各個人の作業内容の報告とかは、この部署では無いが、気付いた事や言付けが有る場合は、この場で発言する時も有る。
俺の担当部分では今日の言付けは無いので、そのまま黙って夕礼を聞いている。
「―――でお願いします。では、今日もお疲れ様でした!」
『お疲れ様でした!』
部署内での夕礼も終わり、後は終業チャイムが鳴るまでの少しの間は、有る意味自由時間で有る。
俺は特にやることは無いので休憩所に向かい、あの後からのメール確認をする。
(メールは入ってないか。なら良いが…)
(今日の晩ご飯は、咲子の手作り料理…)
(普段から母さんの手伝いはしているらしいし、大丈夫だと思うが?)
この3日間の晩ご飯作りは、殆ど咲子との共同作業でも有った。
包丁も使えるし、そうめんを茹でたり、春巻きも揚げれて、普通に作っていたから、今日の晩ご飯作りも任せても大丈夫だと思った。
(家に帰ったら漫画の世界見たいに『お鍋焦がしちゃった♪』とか、台所が大惨事に成っていたりして…)
一瞬だが、そんな妄想を考える。
(普段の家と違い、あのアパートの台所は少し狭いからな。上手にやれていれば良いが…)
(今日は寄り道せずに真っ直ぐ家に戻ろう)
……
私は大体の料理を完成させ、後はやる事が無いので、先ほど同じようにスマートフォンを持ちながらテレビを見ている。このテレビ画面の端には、今の時刻が表示されている。
(18時30分か……。もうすぐ、帰ってくるかな?)
この時期の夕方の時間帯は、この時間でも十分に明るい。
カーテンを少し開けて空を覗くと、空もまだ青みが掛っており、夏の夕方を演出している。
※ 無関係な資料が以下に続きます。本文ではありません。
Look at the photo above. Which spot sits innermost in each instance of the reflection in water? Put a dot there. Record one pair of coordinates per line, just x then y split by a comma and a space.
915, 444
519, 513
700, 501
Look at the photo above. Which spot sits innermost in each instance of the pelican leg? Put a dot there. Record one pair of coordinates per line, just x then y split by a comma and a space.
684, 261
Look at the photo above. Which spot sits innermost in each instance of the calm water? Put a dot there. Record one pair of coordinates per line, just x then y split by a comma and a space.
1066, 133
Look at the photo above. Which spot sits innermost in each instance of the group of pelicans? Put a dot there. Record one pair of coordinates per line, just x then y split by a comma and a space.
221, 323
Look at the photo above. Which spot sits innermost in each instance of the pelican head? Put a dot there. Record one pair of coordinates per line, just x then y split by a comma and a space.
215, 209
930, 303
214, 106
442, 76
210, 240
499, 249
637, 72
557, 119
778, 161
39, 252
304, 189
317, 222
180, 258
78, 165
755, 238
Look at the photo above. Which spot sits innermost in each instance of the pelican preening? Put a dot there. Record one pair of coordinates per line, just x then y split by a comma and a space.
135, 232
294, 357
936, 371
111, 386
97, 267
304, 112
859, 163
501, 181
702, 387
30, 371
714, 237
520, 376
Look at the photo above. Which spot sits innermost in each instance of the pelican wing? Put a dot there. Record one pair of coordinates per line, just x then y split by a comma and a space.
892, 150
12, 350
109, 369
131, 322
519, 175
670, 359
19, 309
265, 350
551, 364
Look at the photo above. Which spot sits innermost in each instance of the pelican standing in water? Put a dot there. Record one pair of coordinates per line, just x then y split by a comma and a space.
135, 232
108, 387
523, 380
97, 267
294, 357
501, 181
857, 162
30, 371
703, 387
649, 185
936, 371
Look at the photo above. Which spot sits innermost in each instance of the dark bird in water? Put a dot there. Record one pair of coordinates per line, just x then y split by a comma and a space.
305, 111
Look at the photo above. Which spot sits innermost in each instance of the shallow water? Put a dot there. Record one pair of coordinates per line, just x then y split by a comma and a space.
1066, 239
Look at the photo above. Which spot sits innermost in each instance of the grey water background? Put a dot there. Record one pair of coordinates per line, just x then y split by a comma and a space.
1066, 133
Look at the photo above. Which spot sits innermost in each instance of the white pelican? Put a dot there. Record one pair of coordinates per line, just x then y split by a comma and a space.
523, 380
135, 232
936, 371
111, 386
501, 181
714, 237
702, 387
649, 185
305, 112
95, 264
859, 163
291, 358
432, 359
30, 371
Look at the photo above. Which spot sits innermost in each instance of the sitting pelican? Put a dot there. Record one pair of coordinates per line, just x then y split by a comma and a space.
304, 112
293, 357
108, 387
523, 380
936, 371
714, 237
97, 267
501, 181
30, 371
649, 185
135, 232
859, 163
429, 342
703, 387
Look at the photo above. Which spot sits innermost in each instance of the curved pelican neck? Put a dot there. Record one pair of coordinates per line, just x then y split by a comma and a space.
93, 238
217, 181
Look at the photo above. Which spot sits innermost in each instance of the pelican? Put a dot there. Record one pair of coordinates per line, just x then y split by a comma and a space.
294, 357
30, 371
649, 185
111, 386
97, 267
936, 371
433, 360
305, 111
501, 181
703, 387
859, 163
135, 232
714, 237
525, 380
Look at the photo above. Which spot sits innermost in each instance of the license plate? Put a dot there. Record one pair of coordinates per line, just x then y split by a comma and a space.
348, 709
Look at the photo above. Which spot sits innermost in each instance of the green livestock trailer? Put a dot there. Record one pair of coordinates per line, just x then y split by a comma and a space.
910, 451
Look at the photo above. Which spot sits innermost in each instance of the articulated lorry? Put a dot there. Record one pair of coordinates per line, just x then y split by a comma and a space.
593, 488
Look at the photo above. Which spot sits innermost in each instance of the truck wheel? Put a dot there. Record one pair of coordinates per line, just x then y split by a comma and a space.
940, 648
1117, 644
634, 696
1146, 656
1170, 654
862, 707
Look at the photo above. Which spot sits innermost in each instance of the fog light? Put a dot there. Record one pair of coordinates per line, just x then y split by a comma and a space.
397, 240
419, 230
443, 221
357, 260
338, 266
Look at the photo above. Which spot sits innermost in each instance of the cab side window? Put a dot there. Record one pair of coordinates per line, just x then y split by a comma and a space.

お父さんは仕事に行っているが、世間ではお盆休み。ベランダの窓越しからは、子ども達のはしゃぐ声や、その子ども達の両親の声が聞こえてくる。お盆休みを満喫しているようだ。
ここでふっと何気なく、私の心から湧き出てくる物が有った。
(……私は、この先何を望んでいるのだろう?)
昨日までの3日間は、普通にお父さんと遊んだと言うべきだろう。
多少、誘惑もしたりしたが、一応いたずらの範囲内だと私は思っている。しかし、お父さんは本気で捉えている雰囲気が出てきたので、今は少し後悔もしている……
今日は留守番と言うべきか、自由な時間と言うべきか、悩む所だが、私の中では『お母さん』の日だった感じがする。
洗濯、掃除、料理、一応一通りの家事はした。満足感は無いが達成感は有る。
(でも、これを毎日やるとしたら何だか嫌だな……)
(今は楽しいと感じているが、直ぐに飽きてくる気がする。しかし、家事は毎日しないと洗濯物は溜まっていく一方だし、部屋は埃が溜まるし、料理は……外食や中食にすれば何とか成るかな?)
(まあ、そんな事考えても仕方ないか……もう1つの方は…)
私の最初の目的は達成し、更に誘惑まで出来てしまった。
しかし、誘惑に成功した時、私の中では『何かが違う!』と感じてしまった!?
この単身赴任はチャンスだと感じた。単身赴任をお父さんは凄く嫌がっていたけど、私にとっては絶好の機会だった。
単身赴任が始まって、私は夏休みに入って、そしてお父さんの元へ遊びに行くと決まった時、真央も一緒に来たいと言ったが、別の大事な用事が重なったため、真央はそっちの方を泣く泣く取った。
その結果、私はお父さんを独占出来て目的は達成できたが、やり過ぎ感も同時に出て来てしまった。
(これ以上やるとお父さんの場合、軽いタッチやリアクションで終わらずに、本気で来そうだからな!?)
(昨日も私を抱きしめようと仕掛けたし、私はもっと軽いのを望んでいるんだよな…)
「はぁ~」
軽いため息をつく。そして、何かに気がついた!
(きっと私求めているのは、外国の家族映画に出てくる、仲睦まじい家族を理想にしているんだな!)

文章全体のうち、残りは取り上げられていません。